Callback handler that anonymizes PII in text and images using Microsoft Presidio.
This handler:
1. Anonymizes PII in messages before sending to the agent loop
2. Deanonymizes PII in tool calls and message outputs after the agent loop
3. Redacts PII from images in computer_call_output messages
"""
def __init__(
self,
anonymize_text: bool = True,
anonymize_images: bool = True,
entities_to_anonymize: Optional[List[str]] = None,
anonymization_operator: str = "replace",
image_redaction_color: Tuple[int, int, int] = (255, 192, 203) # Pink
):
"""
Initialize the PII anonymization callback.
Args:
anonymize_text: Whether to anonymize text content
anonymize_images: Whether to redact images
entities_to_anonymize: List of entity types to anonymize (None for all)

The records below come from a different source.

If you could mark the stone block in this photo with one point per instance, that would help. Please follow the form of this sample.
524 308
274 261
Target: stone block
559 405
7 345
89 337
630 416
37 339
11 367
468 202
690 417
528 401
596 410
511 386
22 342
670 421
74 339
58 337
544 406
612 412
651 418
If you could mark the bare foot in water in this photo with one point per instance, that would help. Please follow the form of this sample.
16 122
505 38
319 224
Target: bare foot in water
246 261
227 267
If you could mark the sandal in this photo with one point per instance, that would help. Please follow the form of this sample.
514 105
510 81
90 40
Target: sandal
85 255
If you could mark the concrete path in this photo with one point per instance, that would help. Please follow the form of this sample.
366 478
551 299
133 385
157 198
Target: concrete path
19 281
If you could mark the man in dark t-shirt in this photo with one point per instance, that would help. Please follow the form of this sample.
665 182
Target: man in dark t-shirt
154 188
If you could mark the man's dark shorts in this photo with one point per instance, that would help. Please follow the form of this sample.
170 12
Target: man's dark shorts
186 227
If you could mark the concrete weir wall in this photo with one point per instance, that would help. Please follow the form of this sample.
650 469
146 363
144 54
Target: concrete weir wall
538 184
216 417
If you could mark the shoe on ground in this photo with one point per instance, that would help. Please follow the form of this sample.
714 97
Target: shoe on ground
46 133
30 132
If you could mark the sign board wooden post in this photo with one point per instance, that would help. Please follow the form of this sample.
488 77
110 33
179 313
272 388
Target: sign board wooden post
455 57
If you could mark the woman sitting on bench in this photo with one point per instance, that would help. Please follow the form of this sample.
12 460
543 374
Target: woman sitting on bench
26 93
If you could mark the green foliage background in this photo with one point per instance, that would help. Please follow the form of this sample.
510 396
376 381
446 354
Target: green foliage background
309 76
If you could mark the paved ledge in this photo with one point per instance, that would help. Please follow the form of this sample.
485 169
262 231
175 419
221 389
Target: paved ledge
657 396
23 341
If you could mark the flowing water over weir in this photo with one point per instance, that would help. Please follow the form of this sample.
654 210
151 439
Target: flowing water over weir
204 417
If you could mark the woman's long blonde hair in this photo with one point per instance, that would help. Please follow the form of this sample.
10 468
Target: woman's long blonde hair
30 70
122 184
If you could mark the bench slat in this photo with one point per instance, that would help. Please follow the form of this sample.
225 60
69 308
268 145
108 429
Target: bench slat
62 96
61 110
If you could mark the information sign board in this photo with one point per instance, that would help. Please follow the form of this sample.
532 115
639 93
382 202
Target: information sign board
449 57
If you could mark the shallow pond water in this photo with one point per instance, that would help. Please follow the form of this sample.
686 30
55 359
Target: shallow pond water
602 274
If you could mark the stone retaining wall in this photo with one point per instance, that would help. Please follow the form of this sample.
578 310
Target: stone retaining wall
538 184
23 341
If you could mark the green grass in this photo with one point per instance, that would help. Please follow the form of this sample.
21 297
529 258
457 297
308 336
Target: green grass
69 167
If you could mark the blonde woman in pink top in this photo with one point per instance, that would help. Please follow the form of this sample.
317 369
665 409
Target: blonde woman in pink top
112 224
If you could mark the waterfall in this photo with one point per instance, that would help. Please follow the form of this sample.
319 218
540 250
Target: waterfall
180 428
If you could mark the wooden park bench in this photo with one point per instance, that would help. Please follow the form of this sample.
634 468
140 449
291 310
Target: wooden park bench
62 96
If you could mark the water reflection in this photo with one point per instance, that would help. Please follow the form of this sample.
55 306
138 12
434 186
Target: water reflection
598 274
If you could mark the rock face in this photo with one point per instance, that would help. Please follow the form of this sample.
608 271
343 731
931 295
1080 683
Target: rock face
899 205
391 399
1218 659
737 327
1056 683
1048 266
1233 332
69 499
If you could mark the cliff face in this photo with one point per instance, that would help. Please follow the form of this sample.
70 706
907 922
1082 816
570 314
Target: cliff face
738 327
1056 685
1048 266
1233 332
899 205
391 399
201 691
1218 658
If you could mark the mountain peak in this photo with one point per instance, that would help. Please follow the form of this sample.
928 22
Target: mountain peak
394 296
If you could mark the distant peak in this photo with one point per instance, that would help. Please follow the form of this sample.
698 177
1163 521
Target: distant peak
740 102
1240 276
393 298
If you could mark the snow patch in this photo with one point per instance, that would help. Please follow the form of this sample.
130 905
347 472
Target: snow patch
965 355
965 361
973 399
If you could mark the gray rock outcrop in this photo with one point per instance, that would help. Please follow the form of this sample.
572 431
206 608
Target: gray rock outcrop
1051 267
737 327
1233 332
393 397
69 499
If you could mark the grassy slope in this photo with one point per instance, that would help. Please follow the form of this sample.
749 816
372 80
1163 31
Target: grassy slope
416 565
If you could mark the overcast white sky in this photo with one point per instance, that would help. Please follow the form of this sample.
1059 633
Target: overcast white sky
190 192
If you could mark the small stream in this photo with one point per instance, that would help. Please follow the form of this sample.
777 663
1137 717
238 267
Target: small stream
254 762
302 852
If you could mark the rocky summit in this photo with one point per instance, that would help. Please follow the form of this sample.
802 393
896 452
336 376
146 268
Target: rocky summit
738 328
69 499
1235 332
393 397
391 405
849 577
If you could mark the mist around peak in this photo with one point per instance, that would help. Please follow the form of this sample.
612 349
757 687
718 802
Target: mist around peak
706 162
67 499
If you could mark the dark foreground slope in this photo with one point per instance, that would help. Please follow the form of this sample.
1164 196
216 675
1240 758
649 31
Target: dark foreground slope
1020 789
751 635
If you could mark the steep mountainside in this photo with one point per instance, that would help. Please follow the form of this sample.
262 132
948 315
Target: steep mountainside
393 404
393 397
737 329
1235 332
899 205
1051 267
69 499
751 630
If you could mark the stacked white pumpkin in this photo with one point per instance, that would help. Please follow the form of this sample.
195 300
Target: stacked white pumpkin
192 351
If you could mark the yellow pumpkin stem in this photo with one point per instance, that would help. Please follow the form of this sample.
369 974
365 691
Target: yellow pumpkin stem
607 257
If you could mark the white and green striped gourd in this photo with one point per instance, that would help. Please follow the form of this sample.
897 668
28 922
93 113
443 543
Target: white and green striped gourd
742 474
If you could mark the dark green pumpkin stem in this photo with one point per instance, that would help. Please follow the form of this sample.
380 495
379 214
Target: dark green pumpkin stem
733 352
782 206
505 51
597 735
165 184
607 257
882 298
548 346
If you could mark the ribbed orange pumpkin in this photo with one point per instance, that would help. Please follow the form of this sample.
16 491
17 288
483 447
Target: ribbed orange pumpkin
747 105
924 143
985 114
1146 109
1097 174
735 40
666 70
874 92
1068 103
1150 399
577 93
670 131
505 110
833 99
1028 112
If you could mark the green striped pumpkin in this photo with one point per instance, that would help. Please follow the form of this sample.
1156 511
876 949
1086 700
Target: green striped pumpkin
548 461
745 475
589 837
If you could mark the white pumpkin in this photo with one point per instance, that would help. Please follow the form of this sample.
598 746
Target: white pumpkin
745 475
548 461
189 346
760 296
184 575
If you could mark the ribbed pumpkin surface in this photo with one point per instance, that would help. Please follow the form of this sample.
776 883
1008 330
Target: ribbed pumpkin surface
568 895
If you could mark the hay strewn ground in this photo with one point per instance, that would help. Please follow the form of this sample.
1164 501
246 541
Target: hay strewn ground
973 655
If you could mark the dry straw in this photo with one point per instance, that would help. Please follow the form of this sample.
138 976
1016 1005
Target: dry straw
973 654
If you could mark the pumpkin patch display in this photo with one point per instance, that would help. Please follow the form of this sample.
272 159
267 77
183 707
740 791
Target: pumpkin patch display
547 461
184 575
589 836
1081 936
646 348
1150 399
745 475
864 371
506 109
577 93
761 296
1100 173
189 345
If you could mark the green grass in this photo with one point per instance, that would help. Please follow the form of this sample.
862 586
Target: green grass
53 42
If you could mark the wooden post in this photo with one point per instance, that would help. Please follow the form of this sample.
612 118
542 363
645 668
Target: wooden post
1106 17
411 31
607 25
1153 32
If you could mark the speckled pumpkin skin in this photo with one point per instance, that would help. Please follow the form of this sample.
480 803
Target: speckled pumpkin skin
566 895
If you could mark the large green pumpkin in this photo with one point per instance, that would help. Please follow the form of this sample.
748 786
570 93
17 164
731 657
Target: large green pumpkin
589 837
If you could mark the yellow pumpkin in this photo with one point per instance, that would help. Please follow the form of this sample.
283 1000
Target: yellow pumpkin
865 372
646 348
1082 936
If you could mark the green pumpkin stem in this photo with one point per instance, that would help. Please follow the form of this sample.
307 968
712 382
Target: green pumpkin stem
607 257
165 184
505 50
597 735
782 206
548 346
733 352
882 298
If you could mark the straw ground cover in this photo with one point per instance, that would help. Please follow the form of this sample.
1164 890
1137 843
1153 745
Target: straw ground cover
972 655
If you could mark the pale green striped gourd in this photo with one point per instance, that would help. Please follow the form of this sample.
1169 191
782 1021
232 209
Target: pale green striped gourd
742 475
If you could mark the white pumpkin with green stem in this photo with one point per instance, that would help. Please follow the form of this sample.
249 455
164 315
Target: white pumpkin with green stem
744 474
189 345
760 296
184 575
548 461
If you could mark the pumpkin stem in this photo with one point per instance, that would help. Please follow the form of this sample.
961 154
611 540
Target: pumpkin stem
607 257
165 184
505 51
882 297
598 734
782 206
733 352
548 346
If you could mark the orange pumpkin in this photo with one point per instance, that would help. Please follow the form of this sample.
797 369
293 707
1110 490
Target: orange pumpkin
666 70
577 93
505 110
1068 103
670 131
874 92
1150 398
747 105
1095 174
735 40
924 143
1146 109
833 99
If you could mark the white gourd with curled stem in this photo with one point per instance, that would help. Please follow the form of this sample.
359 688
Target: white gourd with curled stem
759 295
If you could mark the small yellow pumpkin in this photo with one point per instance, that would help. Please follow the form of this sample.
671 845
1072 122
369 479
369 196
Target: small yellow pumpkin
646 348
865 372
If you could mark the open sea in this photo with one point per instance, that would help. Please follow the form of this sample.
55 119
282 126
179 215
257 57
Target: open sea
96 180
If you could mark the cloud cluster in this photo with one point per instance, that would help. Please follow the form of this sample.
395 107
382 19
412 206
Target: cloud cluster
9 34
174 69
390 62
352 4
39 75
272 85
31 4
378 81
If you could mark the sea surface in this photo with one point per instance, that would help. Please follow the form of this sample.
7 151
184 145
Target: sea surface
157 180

anonymization_operator: Presidio operator to use ("replace", "mask", "redact", etc.)
image_redaction_color: RGB color for image redaction
"""
if not PRESIDIO_AVAILABLE:
raise ImportError(
"Presidio is not available. Install with: "
"pip install presidio-analyzer presidio-anonymizer presidio-image-redactor"
)
self.anonymize_text = anonymize_text
self.anonymize_images = anonymize_images
self.entities_to_anonymize = entities_to_anonymize
self.anonymization_operator = anonymization_operator
self.image_redaction_color = image_redaction_color
# Initialize Presidio engines
self.analyzer = AnalyzerEngine()
self.anonymizer = AnonymizerEngine()
self.deanonymizer = DeanonymizeEngine()
self.image_redactor = ImageRedactorEngine()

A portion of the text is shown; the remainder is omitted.